A family of three squeezes onto a motorbike for their daily commute, the mother riding without a helmet and sidesaddle in the traditional Indian way — except that she has a Hermès Birkin bag (usually more than $10,000, if you can find one) prominently displayed on her wrist.
Elsewhere, a toothless barefoot man holds a Burberry umbrella (about $200).
Welcome to the new India — at least as Vogue sees it.
Vogue India's August issue presented a 16-page vision of supple handbags, bejeweled clutches and status-symbol umbrellas, modeled not by runway stars or the wealthiest fraction of Indian society who can actually afford these accessories, but by average Indian people.
Perhaps not surprisingly, not everyone in India was amused.
Mmm. Imagine a restaurant chain doing a photo spread about the starving of the world eating their steak-with-barely-bruised-gooseberries, not to feed the poor but to sell the food to the wealthy. I can see why some might not be amused when the people in the photos are never going to be able to afford the advertised products. Besides, I doubt that the poor fashion models were allowed to keep that expensive bib or that Burberry umbrella, though I may be wrong.

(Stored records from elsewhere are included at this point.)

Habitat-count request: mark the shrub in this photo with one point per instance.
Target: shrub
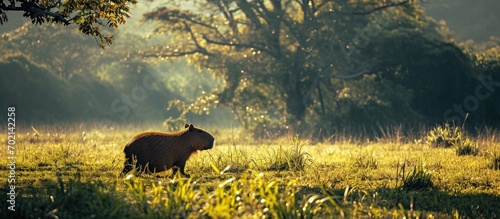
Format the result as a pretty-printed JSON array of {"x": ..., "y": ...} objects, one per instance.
[{"x": 444, "y": 136}]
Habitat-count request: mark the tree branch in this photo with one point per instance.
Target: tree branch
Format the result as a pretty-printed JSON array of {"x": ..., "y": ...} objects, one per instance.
[
  {"x": 240, "y": 45},
  {"x": 378, "y": 8},
  {"x": 35, "y": 11}
]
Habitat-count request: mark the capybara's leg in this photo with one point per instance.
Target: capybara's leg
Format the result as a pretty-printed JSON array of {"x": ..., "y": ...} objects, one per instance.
[
  {"x": 181, "y": 168},
  {"x": 127, "y": 167}
]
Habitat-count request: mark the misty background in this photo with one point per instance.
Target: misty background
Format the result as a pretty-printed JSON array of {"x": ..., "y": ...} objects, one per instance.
[{"x": 54, "y": 74}]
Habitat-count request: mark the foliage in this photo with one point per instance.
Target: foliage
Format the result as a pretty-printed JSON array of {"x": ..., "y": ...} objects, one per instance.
[
  {"x": 335, "y": 64},
  {"x": 90, "y": 16},
  {"x": 278, "y": 67},
  {"x": 444, "y": 136}
]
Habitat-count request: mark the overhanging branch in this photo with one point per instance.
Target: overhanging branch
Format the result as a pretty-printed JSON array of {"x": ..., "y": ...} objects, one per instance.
[{"x": 35, "y": 10}]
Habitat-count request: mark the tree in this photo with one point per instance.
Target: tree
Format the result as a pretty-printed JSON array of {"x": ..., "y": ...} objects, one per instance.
[
  {"x": 90, "y": 16},
  {"x": 277, "y": 57}
]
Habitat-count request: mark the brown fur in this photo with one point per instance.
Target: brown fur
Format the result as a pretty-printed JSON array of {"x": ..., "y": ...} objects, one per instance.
[{"x": 158, "y": 151}]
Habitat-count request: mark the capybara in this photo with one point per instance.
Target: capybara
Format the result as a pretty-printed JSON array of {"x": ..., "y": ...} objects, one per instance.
[{"x": 156, "y": 151}]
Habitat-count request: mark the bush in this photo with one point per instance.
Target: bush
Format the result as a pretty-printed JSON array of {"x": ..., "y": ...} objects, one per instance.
[{"x": 444, "y": 136}]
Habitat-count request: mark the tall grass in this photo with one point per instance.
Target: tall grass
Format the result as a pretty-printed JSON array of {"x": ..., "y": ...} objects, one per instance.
[{"x": 74, "y": 174}]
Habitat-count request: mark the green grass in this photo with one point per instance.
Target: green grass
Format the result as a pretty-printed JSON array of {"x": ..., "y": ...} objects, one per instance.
[{"x": 73, "y": 172}]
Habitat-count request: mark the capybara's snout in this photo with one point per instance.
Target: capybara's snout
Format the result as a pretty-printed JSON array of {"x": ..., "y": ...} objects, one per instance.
[{"x": 210, "y": 144}]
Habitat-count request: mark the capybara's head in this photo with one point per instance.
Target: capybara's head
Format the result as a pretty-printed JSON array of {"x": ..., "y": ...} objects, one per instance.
[{"x": 199, "y": 138}]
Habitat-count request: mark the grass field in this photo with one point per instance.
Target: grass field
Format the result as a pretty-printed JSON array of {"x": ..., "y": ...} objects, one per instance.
[{"x": 72, "y": 171}]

But take a step deeper: Is all this super-consumption perfectly OK if the photos don't show any of the poor who can't afford the products? I'm entering into the ouch-territory here and should probably not go any further lest this post becomes a long treatise on global capitalism and the like.
Instead, I will note that fashion photo shoots have a long tradition of using "exotic" poor people as a colorful and artistic background for the pictures. The emotions that evokes are every bit as difficult and unpleasant as the ones discussed in the New York Times piece. Or have been for me at least.